Column: The last bit of air from ‘Deflategate’ leaks out
INDIANAPOLIS (AP) We just found out what happened to the air someone took out of Tom Brady’s footballs in the playoffs last January.
Bill Belichick finally exhaled it.
Moments after the Patriots subdued the Colts 34-27, the New England coach let out a soft ”phew” when asked whether he was satisfied with his team’s balance between passes (37 attempts) and running plays (25). He looked relieved, rather than a man still bent on revenge.
”We don’t have a run-pass balance,” Belichick said flatly. ”We just try to score.”
Considering the ruckus ”Deflategate” kicked up, and the Colts’ role as instigators in the months-long saga, the surprise is that the Patriots didn’t – or couldn’t – run up the score. For all the talk about getting even, they improved to 5-0 by treating the Colts no differently than any other opponent.
Brady kept poking Indianapolis’ porous pass defense with short throws to Julian Edelman in the opening half, then gradually expanded his reach by connecting with Rob Gronkowski and Danny Amendola on mid-range and longer throws in the second.
”It’s the little things,” Colts linebacker Jerrell Freeman said. ”You can’t give them anything, because they will take everything, everything you give them. A great team will capitalize on any little mistake.”
The Colts’ biggest mistake was self-inflicted, a bizarre fake-punt formation on fourth-and-3 from their own 37 while trailing 27-20 late in the third quarter. Indianapolis was whistled for an illegal formation – ”I have to let the coach talk to you on that one, but we practiced it,” was all safety Mike Adams would say about the play – but New England declined the penalty and four plays later, Brady hit LeGarrette Blount with an 11-yard touchdown pass.
Brady finished a respectable 23 of 37 for 312 yards, with three touchdowns and his first interception of the season, but was restrained afterward. Sporting a natty checked suit and few days’ growth of beard, he twice denied saving a football and possibly two from the game as souvenirs – despite tucking one into his helmet at the end of the game.
”I didn’t keep them,” Brady replied.
”Are they going to somebody else?” came the follow-up.
”I don’t know,” he said.
The lack of emotion across the Patriots’ locker room was in keeping with Belichick’s insistence on a business-like demeanor at all times, but it might say even more about their confidence level. This season’s team looks even better in the early going than last season’s Super Bowl champions and even more determined not to waste much energy trading barbs or picking fights off the field.
When Edelman scored New England’s opening touchdown, he thrust out his chest and appeared to scream. But asked whether there was ”a little extra emotion” in the celebration, he quickly corrected the questioner, ”I’m always emotional.”

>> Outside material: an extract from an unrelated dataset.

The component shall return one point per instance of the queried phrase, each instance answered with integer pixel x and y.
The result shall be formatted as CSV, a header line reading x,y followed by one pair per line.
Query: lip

And so it went the rest of the night. Opponents and haters may pick at the scab of ”Deflategate,” but good luck getting anyone in a Patriots uniform to flinch at the mention, let alone address it.
Unfortunately, Blount didn’t dress as fast as his more experienced teammates and got cornered in a nearly empty visitors locker room. But he had no problem channeling his inner Belichick every time the question was about revenge.
”We treated it just like another game. Everybody prepared for it as we would for any opponent. Everybody was ready to play this game,” he said. ”It doesn’t matter who it is.”
The second time it was asked, Blount was more, well, blunt.
”Anything in the past,” he replied, ”was the last thing on our mind.”
The rest of the NFL moved on after ”Spygate,” or did, anyway, until ”Deflategate” arrived, and this, too, shall pass if the Patriots continue unraveling defenses around the league like just so many cheap sweaters. Too many smart coaches already know what Chuck Pagano did coming into this game – you can either let the Patriots pick you apart slowly; or else big risks and as the Colts did, shoot yourself in the foot.
”We didn’t want to leave any bullets in the gun,” Pagano said.
A few minutes later, Pagano was asked whether he wished ”Deflategate” had never happened.
”I don’t even know what you’re talking about,” he replied.
”The whole inflated football situation,” the questioner said.
”It had nothing to do with the football game or anything else,” he said. ”That was a long time ago.”